I'm studying the equilibrium of I2 and its distribution in two immiscible liquids (varsol and aqueous potassium iodide). Since I2 is non polar; it will "prefer" to be in varsol but since KI (aq) is an ionic salt solution, iodine will also dissolve to give the I3- ion. When iodine is present in varsol = pink color and when in KI = yellow.
I think I understand what happens but I'm a little confused as to what would be observed in the following situations, any clarification would be really appreciated.
Scenario 1: 2 mL iodine/potassium iodide (aq) + 2 mL of varsol....."shake"...then add saturated solution of I2/KI .....what would be observed? What is happening on a molecular level?
Scenario 2: 2 mL iodine/potassium iodide (aq) + 2 mL of varsol....."shake"...then add saturated KI...same questions.

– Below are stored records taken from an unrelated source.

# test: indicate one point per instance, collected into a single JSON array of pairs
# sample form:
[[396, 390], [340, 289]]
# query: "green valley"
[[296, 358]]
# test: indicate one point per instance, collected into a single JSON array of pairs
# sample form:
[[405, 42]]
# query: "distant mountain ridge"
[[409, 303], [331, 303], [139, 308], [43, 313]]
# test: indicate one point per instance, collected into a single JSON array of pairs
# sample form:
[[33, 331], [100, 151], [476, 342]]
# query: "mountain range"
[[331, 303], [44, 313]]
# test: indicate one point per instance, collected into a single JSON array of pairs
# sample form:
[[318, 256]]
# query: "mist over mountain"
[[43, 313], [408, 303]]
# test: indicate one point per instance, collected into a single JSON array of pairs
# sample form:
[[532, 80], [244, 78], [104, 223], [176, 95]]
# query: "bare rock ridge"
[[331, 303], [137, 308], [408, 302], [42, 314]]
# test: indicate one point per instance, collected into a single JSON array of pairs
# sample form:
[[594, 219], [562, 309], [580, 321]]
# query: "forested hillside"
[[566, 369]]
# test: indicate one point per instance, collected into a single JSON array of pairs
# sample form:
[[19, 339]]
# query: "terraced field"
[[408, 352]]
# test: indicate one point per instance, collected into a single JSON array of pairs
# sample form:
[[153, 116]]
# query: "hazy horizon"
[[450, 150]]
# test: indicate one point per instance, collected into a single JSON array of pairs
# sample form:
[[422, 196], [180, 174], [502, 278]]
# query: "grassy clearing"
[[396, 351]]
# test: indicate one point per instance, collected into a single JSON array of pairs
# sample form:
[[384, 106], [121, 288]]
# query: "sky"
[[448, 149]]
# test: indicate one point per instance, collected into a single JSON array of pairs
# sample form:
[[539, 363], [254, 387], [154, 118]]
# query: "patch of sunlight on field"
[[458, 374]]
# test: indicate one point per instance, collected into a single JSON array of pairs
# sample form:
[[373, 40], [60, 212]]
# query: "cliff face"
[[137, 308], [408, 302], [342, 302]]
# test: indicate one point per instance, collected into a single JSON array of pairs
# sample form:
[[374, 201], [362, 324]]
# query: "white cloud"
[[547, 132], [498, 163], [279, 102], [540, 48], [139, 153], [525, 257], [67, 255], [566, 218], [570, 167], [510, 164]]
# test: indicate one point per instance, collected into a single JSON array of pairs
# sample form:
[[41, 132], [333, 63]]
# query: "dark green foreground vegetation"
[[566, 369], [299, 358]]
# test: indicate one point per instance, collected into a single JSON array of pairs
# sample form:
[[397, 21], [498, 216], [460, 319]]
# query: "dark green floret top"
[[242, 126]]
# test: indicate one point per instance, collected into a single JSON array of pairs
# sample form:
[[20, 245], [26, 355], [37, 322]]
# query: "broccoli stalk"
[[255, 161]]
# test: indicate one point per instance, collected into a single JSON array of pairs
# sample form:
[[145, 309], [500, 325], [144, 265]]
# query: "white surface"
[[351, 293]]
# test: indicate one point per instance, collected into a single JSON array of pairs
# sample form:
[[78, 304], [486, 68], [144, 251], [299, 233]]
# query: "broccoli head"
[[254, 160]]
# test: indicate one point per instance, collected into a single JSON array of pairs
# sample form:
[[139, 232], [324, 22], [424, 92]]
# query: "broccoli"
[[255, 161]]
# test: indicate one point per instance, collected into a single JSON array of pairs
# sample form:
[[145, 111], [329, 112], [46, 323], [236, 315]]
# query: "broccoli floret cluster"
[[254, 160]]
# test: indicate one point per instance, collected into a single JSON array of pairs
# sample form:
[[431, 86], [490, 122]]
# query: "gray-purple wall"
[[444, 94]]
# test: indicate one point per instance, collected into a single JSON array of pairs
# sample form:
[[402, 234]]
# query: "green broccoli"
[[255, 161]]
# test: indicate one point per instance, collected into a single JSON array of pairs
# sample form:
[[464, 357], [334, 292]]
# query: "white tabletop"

I2 (aq) + I- <---> I3- (aq)
I2 (aq) <---> I2 (varsol)
The Attempt at a Solution
So this is my understanding of the situation, please correct me if I'm wrong. Iodine will be present in both organic and aqueous layer because its soluble in both. When Iodine is in varsol it's in the form of I- ions = pink color. When iodine is present in the aqueous KI solution its in the form of I3- ions = yellow color. So initial solutions should appear with pink varsol layer on top and yellow aqueous layer at bottom.
Scenario 1: When saturated solution of I2/KI is added I would think that nothing (no change) is observed and that the layers continue to be pink on top and yellow at bottom because more iodine is being added but also more KI so the iodine will just redistribute itself in the two layers until it's reached equilibrium. Iodine can just have more I3- since it has more solvent now to do so in (equilibrium would shift right).
Scenario 2: When saturated KI solution is added I would think that the pink layer would become lighter and the yellow layer more yellow since there is more KI for iodine to dissolve in and so more I3- ions would be formed (equilibrium would shift right).